My mother was married twice.  Her first was in an arranged marriage, as was the custom of Orthodox Jews, and the husband her father selected was an immigrant from Chernobyl.  As was the legal policy at that time in US immigration law, my mother became the property of her husband and thus she was a subject of Russia.  She did not know this until she tried to register to vote for Roosevelt in 1940. My brother and I went with her to be re-naturalized as an American in downtown Manhattan.

I could describe my ancestry on my mother’s side as Austrian, Polish, Russian, or Ukrainian.  Most Jews (especially the Orthodox and Conservative branches of Judaism) identify Jewishness as a maternally transmitted trait so they would consider me Jewish.  But Swedes would not consider me Lutheran, the faith my father had until he was about 10 when he became an atheist and his mother converted to Roman Catholicism.

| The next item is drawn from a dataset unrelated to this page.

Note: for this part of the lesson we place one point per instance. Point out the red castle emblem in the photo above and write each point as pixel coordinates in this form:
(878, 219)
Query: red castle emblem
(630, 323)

I much enjoy my melting-pot heritage.  It is very American and in the years when I taught genetics and biology, I sometimes had my classes prepare pedigrees of their parents, siblings, grandparents, aunts, uncles, and cousins.  Along with those connections, I asked for their ancestry.  Most of those who have been in the US for 3 or more generations are melting-pot mixtures who have both ethnic and racial mixtures.  The farther back one goes, the more this becomes a reality because of the migratory history of Americans from coast to coast. Oh yes, when asked about where my mother’s ancestors came from,  I now say “Tarnapol; it’s now in Ukraine.”  Unless, of course, I go into Ancient Mariner mode, and tell them this more detailed story.

2 comments:

Billhackernan said...

I have always found it a mixed blessing. Do many people understand what it means to be mixed Jewish, I have been asked, "is your mother Jewish? Then you are" what are the guidelines for being a partial or unfinished Jew ?

elof said...

The Jewish tradition or law uses the mother as the basis for religious identification. To such Jews you and I are Jewish. But that tradition is less accepted by the Reform and Reconstrctionist Jews who invite mixed couples to their services. Conservative Jews oppose religious intermarriage but they do not usually disown their children for doing so. It is the Orthodox Jews who follow Biblical rage against intermarriage.